A Simple Plan
Published 2/8/2013
Author: Christine Birkner
Author Biography
Christine Birkner is a staff writer for
Marketing News. She can be reached at
cbirkner@ama.org.
Summary
The gulf between B-to-B marketing and B-to-C marketing is getting narrower. While business practices for complex industries and B-to-B services often require formulaic approaches coupled with a great deal of caution, more and more such companies are experimenting with marketing strategies that aren’t so “by the book.” Vendors like Newark/element 14, a Chicago-based electronic components distributor, take cues from Amazon when crafting their e-commerce sites to make them more user-friendly. Others, like Kinvey Inc., a Cambridge, Mass.-based backend as a service company for mobile app developers, experiment with creative content marketing, producing funny blogs to personalize their brands.

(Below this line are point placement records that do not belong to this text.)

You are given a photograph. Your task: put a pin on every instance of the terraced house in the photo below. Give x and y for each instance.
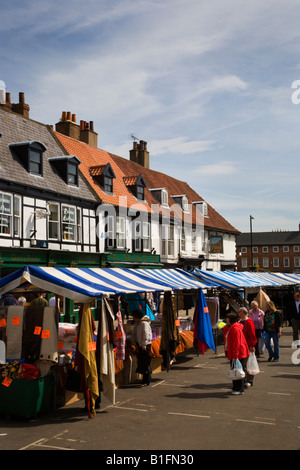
(66, 202)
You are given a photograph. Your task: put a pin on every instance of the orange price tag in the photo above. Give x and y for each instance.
(7, 381)
(37, 330)
(45, 334)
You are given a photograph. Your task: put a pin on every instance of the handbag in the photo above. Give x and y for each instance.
(252, 365)
(236, 373)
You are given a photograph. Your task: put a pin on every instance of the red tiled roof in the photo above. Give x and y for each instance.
(93, 160)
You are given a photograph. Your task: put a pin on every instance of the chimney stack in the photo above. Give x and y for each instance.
(21, 107)
(139, 153)
(83, 131)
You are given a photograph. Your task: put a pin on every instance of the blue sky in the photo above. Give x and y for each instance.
(208, 84)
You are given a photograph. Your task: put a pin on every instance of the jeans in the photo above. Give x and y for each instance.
(273, 351)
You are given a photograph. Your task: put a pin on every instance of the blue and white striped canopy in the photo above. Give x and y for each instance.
(85, 284)
(244, 279)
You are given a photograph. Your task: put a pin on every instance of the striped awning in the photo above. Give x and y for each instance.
(85, 284)
(244, 279)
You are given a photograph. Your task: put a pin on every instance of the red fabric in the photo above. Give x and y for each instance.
(249, 332)
(237, 347)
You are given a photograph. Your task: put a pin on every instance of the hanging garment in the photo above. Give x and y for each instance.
(170, 338)
(203, 336)
(120, 338)
(33, 325)
(85, 358)
(106, 351)
(49, 341)
(14, 332)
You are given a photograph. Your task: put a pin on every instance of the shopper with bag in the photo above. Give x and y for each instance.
(236, 348)
(249, 332)
(273, 331)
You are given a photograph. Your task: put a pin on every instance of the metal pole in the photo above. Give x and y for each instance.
(251, 242)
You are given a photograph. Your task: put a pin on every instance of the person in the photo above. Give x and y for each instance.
(52, 302)
(257, 315)
(22, 300)
(272, 327)
(143, 338)
(236, 348)
(249, 332)
(9, 299)
(40, 301)
(294, 315)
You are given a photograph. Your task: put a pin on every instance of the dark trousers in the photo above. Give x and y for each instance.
(238, 385)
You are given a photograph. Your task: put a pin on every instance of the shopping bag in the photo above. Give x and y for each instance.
(236, 373)
(252, 365)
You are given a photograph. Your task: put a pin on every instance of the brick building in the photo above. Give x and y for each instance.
(271, 251)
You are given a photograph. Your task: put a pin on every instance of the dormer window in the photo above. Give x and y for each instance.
(67, 168)
(137, 186)
(104, 176)
(182, 201)
(30, 155)
(202, 206)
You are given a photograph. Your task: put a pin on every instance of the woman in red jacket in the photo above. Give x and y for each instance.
(249, 332)
(237, 348)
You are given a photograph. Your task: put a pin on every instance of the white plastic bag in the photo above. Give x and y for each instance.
(236, 373)
(252, 365)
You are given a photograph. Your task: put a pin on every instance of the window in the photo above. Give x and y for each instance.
(53, 221)
(17, 216)
(10, 215)
(182, 240)
(140, 192)
(72, 176)
(265, 262)
(69, 223)
(35, 161)
(164, 197)
(146, 236)
(120, 232)
(30, 155)
(67, 168)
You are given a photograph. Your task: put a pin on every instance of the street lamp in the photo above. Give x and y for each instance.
(251, 218)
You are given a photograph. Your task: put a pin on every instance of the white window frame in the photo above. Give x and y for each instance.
(120, 232)
(54, 222)
(66, 213)
(6, 215)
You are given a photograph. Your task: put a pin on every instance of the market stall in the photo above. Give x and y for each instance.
(96, 346)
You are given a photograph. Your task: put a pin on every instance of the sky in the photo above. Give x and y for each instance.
(213, 86)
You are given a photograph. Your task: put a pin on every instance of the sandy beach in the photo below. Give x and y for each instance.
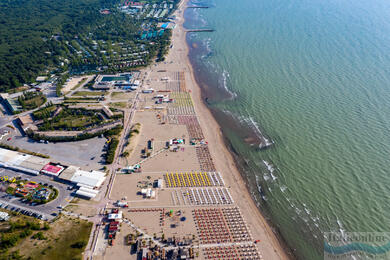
(204, 199)
(269, 246)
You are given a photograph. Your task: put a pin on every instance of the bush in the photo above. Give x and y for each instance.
(46, 226)
(79, 244)
(25, 233)
(39, 236)
(110, 155)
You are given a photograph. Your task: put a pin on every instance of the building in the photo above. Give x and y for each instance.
(13, 105)
(115, 216)
(40, 78)
(4, 216)
(21, 162)
(107, 111)
(52, 169)
(90, 180)
(87, 182)
(159, 183)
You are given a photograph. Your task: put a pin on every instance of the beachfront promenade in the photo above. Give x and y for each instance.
(203, 202)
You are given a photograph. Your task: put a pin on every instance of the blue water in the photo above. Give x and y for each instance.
(314, 77)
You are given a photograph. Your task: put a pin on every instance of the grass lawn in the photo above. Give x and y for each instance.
(122, 95)
(34, 102)
(75, 122)
(66, 239)
(80, 82)
(89, 93)
(118, 104)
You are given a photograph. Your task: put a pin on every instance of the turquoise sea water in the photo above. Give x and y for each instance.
(314, 77)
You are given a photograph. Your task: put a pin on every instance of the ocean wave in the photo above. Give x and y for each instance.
(225, 77)
(259, 133)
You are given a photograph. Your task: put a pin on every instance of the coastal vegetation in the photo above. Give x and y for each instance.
(71, 120)
(23, 237)
(43, 37)
(31, 100)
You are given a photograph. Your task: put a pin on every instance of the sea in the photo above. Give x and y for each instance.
(301, 89)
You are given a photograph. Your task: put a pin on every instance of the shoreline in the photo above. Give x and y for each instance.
(271, 245)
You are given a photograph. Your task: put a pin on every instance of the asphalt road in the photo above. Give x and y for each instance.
(64, 195)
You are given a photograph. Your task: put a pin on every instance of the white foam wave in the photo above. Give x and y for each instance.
(283, 188)
(225, 77)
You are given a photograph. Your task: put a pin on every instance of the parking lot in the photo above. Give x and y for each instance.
(86, 153)
(46, 211)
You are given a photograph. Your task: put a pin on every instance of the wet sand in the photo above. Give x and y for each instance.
(269, 245)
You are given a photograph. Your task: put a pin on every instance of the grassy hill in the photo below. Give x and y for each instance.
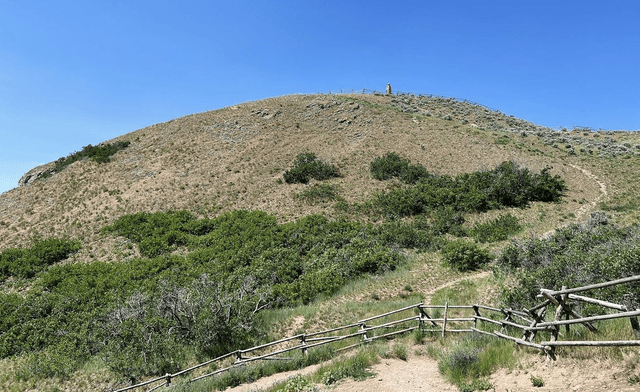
(214, 163)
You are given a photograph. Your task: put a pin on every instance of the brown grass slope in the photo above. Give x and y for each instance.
(232, 158)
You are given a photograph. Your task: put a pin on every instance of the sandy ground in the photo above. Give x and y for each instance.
(420, 373)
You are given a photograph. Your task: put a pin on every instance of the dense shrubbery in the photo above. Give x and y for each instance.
(508, 185)
(319, 193)
(498, 229)
(25, 263)
(306, 166)
(464, 256)
(99, 154)
(392, 165)
(148, 315)
(575, 255)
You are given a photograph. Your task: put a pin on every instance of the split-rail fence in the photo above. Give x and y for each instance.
(440, 319)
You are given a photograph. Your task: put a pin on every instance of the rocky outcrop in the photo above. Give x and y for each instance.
(35, 173)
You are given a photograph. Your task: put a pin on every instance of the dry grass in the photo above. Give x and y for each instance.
(232, 158)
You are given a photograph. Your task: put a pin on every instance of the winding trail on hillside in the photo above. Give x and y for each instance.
(585, 208)
(417, 373)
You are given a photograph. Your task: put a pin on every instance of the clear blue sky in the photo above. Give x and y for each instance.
(74, 73)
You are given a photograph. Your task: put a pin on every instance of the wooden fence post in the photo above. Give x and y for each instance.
(635, 326)
(303, 342)
(444, 323)
(476, 311)
(551, 354)
(363, 327)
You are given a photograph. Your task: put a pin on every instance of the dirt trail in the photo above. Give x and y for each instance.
(585, 208)
(418, 373)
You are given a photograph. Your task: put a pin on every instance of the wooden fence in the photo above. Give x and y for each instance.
(442, 320)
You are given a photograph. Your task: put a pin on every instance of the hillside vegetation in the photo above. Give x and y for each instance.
(175, 243)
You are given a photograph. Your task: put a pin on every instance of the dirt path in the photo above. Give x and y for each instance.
(587, 207)
(418, 373)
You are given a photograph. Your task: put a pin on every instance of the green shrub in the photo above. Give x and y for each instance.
(306, 166)
(355, 367)
(507, 185)
(537, 381)
(472, 357)
(447, 220)
(100, 154)
(392, 165)
(319, 193)
(498, 229)
(464, 256)
(25, 263)
(576, 255)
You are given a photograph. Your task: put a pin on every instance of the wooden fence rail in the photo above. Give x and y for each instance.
(534, 319)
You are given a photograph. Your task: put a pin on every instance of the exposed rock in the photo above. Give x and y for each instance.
(34, 174)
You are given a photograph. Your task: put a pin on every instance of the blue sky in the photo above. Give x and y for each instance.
(74, 73)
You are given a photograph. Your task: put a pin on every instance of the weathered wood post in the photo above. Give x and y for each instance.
(444, 322)
(556, 331)
(363, 327)
(476, 312)
(303, 343)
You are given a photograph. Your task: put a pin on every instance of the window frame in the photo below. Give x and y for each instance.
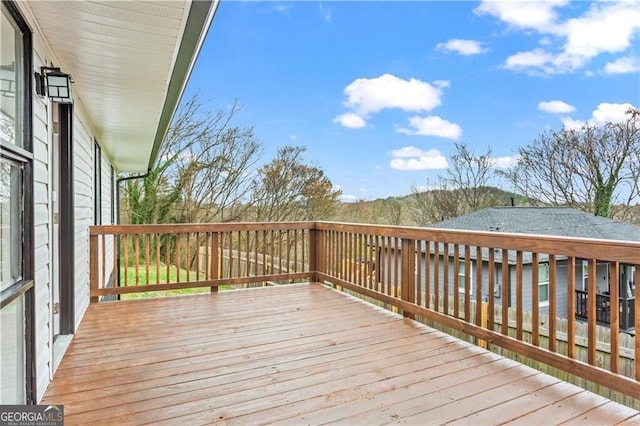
(462, 276)
(541, 283)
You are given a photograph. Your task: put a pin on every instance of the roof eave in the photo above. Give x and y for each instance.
(198, 22)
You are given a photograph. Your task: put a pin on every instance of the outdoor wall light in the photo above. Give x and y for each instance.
(54, 84)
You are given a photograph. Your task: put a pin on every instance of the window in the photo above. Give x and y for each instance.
(11, 81)
(462, 275)
(16, 211)
(543, 284)
(11, 207)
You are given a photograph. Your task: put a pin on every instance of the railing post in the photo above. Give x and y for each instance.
(408, 278)
(94, 278)
(313, 251)
(214, 261)
(636, 316)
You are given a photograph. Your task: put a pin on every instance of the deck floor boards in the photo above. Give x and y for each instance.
(297, 354)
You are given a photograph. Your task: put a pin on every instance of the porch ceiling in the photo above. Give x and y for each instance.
(130, 62)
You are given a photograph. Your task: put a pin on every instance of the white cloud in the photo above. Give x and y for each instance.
(606, 27)
(536, 58)
(462, 47)
(350, 120)
(432, 126)
(556, 107)
(504, 162)
(626, 65)
(571, 124)
(610, 113)
(371, 95)
(604, 113)
(411, 158)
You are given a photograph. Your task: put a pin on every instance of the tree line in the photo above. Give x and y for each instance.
(207, 172)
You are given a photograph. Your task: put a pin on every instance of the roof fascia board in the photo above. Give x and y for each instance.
(198, 22)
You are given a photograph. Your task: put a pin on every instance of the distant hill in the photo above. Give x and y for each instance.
(404, 210)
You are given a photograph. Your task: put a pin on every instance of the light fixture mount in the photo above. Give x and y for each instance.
(54, 84)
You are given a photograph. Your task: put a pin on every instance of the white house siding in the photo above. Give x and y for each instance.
(83, 204)
(42, 239)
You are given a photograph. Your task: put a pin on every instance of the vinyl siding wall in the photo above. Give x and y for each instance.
(83, 158)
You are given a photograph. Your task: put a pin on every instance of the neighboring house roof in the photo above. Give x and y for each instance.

B-to-B marketers are right to simplify, to shake up the status quo and take cues from their B-to-C counterparts, experts say, because although there are distinctions between B-to-B and B-to-C offerings, there are no distinctions between buyers, when it comes down to it. “Every B-to-B customer is also a B-to-C consumer,” says Andy Hoar, senior analyst at Cambridge, Mass.-based Forrester Research Inc. “They’re comparing their experiences. They’re looking at the B-to-B experience and wondering why, as a rule of thumb, it falls so far short of the B-to-C experience. [B-to-B] companies need to simplify, to re-think how they present things. They do it in a far too complex manner.”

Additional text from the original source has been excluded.